April 13, 2008 at 12:57 am
So, you actually did some searching on the thing we were farting about, I still can’t believe our insti-managed stuff is this bad, I mean 11 days is too less. Are you sure about that?
April 13, 2008 at 1:09 am
Logged in and checked.
April 17, 2008 at 9:09 pm
Kumar forwarded a mail from Prof. P. Sriram.

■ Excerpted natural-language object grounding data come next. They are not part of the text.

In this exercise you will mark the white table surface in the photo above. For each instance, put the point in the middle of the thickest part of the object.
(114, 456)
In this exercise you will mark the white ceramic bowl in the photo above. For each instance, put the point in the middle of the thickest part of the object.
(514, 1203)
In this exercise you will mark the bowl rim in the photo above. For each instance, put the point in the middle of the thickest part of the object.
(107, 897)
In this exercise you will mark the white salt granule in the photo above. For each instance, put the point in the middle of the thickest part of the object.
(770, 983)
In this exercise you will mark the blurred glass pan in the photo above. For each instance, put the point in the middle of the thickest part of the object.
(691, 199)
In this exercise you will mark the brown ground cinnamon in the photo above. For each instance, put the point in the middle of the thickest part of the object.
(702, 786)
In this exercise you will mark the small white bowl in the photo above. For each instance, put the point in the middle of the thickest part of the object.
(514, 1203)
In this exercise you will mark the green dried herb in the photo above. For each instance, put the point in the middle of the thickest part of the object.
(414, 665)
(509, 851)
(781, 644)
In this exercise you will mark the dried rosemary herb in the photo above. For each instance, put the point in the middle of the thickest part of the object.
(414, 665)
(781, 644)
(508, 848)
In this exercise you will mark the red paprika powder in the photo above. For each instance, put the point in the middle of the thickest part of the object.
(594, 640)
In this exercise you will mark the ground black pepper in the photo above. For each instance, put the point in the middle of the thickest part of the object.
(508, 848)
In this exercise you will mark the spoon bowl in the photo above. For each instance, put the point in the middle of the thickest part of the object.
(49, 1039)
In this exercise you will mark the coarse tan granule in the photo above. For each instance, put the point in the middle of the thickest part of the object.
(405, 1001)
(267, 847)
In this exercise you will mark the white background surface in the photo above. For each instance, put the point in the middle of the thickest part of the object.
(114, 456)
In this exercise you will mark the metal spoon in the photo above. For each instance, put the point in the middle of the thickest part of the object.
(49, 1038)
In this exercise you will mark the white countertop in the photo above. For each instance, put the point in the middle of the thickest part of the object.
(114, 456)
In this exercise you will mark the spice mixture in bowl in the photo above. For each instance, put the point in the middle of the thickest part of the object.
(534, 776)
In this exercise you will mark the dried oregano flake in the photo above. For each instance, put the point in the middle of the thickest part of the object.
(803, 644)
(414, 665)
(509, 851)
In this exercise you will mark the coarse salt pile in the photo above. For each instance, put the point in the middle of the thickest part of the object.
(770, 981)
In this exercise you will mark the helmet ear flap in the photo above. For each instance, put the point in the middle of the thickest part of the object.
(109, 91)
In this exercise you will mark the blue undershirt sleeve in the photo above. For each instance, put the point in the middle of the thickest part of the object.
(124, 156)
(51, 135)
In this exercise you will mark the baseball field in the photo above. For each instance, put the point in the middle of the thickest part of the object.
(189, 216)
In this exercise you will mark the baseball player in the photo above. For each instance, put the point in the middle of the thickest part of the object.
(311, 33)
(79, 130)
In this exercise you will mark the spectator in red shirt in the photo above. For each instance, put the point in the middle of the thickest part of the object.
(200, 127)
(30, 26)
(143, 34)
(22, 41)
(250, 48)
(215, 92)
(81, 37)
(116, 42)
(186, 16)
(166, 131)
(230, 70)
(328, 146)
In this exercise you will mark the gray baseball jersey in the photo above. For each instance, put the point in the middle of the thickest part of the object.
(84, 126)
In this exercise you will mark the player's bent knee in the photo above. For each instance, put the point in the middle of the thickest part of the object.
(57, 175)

Some servers including the SMail server were experiencing hardware failures very frequently - and he and Mr. Sreekumar from th CC could not trace the cause - the cooling was fine and so was the power. They have relocated the servers now, and the servers are up again. I might’ve been unfairly harsh on the CC in the post, but that is not true - despite his busy schedule Prof. Sriram replies to our email
April 23, 2008 at 8:33 am
Dear Akarsh,
Thanks for your kind comments on the Physics DCF server. We did make an effort to be independent of the CC though there are things which still remain beyond our control (nameservers, campus networking). I am personally not big on huge uptimes on machines — my experience has been that, if and when it crashes, there tends to be serious (usually hardware) problems. The research scholars are thrilled to get uptimes of the order of a year or so for the servers while I recommend that we reboot, run file system checks etc, at the very least, once in three months.
Suresh
April 23, 2008 at 9:14 am
Dear Sir,
Any particular reason for rebooting? Probably we could schedule the filesystem checkers using cron, to run once every day or something of that sort. What kind of hardware problems are normally encountered - i.e., are they disk failures, motherboard failures etc? How does long uptime cause this?